Actually, that depends on details that are implementation-defined,
possibly unspecified, and not entirely clear in the C standard. The
pointer conversion may violate alignment requirements on some
implementations, making the behaviour completely undefined (which means
that the C standard does *not* require the compiler to do the "wrong"
thing, and in principle a compiler could read the programmer's mind and
do the "right" thing). Also, if function pointers are smaller than void
pointers, the assignment overwrites bytes outside of the object it's
meant to assign to, again causing undefined behaviour. But yes, on
implementations where the pointer conversion works and produces a
pointer to a sufficiently large object, the standard requires the
assignment to store a char-pointer representation in (a portion of) an
object declared as a function pointer. But whether that is the "wrong"

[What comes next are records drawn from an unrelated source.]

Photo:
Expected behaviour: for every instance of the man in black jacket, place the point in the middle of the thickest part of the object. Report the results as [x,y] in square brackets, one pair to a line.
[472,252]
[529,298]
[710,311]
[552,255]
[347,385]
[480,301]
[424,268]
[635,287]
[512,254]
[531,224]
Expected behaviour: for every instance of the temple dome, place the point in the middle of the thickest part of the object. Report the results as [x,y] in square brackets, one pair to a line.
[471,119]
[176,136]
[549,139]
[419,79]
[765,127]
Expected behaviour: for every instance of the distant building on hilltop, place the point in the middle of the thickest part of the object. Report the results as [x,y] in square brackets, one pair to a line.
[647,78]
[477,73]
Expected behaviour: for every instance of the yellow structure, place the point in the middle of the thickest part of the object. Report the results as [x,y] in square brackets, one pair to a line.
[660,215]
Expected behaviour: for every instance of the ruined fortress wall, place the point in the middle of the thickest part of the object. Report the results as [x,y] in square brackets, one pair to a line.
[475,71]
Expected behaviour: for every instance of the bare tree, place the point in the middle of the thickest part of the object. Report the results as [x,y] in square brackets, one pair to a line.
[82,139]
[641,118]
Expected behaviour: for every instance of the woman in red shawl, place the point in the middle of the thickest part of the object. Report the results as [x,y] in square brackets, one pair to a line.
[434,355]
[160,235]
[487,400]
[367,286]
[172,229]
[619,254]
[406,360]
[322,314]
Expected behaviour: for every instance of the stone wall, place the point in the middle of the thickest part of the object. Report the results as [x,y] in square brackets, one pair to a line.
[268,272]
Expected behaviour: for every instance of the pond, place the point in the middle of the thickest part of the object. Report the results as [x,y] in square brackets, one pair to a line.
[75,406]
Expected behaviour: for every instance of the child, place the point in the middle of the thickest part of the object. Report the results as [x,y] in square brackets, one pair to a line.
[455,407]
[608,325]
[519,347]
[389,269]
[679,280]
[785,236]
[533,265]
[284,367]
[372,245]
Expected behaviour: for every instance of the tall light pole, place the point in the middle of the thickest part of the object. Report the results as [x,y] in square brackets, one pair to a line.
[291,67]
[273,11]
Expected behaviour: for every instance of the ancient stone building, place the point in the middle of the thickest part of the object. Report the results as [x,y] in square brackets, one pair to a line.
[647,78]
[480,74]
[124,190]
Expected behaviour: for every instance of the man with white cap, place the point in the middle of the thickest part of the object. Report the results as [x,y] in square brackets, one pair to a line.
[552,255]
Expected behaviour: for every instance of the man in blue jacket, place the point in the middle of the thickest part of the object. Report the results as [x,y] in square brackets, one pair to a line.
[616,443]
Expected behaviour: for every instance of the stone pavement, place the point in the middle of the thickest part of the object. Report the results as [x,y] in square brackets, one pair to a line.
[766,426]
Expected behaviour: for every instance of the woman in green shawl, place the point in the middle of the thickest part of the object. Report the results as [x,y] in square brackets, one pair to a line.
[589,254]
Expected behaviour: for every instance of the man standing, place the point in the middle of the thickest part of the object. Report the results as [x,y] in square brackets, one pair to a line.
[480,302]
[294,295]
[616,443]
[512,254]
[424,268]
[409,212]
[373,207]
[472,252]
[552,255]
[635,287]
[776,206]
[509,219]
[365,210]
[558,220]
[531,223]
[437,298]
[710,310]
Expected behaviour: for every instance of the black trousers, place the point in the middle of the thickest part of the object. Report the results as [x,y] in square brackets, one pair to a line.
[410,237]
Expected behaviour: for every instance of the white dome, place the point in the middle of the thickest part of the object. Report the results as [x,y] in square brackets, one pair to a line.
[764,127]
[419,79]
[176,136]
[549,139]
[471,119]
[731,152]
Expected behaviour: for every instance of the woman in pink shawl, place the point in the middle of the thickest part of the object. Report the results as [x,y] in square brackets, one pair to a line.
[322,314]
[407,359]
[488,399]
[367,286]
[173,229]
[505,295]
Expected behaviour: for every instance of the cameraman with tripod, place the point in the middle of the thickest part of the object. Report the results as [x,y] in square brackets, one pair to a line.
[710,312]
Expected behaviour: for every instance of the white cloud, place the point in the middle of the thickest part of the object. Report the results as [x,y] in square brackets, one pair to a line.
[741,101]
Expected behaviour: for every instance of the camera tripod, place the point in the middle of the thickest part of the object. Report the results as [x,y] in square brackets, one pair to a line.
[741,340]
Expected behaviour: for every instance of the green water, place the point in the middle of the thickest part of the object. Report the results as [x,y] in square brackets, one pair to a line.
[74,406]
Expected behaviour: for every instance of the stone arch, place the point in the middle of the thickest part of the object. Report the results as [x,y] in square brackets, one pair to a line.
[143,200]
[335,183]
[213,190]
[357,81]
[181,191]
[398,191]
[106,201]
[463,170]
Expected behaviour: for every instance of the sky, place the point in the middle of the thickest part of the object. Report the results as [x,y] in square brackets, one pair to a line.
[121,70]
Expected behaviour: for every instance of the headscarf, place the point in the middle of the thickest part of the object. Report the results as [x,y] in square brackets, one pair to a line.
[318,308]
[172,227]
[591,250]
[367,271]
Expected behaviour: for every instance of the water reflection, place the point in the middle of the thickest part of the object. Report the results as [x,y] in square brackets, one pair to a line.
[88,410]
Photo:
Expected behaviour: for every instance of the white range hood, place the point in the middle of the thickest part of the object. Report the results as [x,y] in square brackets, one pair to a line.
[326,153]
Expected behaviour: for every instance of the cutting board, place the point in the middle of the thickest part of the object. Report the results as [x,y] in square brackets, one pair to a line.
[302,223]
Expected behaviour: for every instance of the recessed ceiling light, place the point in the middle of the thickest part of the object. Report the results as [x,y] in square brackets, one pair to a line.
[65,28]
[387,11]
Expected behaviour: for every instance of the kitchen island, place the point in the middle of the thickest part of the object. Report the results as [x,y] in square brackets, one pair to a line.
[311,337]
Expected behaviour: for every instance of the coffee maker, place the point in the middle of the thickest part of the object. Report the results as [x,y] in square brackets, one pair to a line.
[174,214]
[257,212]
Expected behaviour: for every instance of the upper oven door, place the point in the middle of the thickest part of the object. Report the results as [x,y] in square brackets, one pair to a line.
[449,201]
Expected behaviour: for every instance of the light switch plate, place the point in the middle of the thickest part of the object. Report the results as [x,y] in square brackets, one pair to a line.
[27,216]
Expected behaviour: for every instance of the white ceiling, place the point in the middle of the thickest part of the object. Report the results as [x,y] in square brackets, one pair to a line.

thing or close enough to the "right" thing depends on whether pointers
to void and pointers to functions have identical size and representation
on the particular implementation.
> "Type punning", as in the original POSIX example, is not
> allowed: "The meaning of a value stored in an object or
> returned by a function is determined by the type of the
> expression used to access it.", C89, 6.1.2.5. For example,
> if on a machine as described above, a character pointer value
> were stored into an object that has been typed as a character
> pointer, it is stored using the character pointer
> representation (where else could it put the extra bits?). If
> it is later retrieved from that same object typed as a
> non-character pointer, the same value, *without* conversion
> of its representation, is extracted: "the meaning of the
> value is determined by the type of the expression used to
> access it". I.e., no conversion!
I would object to saying that it's "the same value" -- it really is a
value with the same representation. In your Cray example, a pointer to
any word-aligned type (including, presumably, pointers to functions) is
represented by the machine address of a word, whereas a pointer to a
character type (or to void) is represented by the word address
multiplied by four, added to the index of a byte inside the word.
Converting between a byte pointer and any other data pointer is done by
shifting the representation by two bits in the appropriate direction.
Converting between a data pointer and a function pointer is undefined
behaviour and the compiler is free to implement it in whatever way it
wants (or not implement it at all).
If compiler developers had read the original Posix example, they could
interpret it as saying that for functions, dlsym() is supposed to return
a void* pointer whose *representation* matches the representation of the
correct function pointer. In other words, the unshifted word address of
the function, rather than a "proper" pointer to the first byte of the
function. (In other words, the void* pointer would seem to point to a
byte within the word located at one-fourth of the real machine address
of the function.)
If they also read the new example, they would interpret it as saying
that the *conversion* of what dlsym() returns to a function pointer must
work as well. They could choose to satisfy both requirements by
implementing conversions between byte pointers and function pointers
*without* the usual address shifting. This would make both POSIX
examples of dlsym() work, but would make those conversions behave in an
unusual way that could break programs that attempt to process code as
data, such as loaders.
|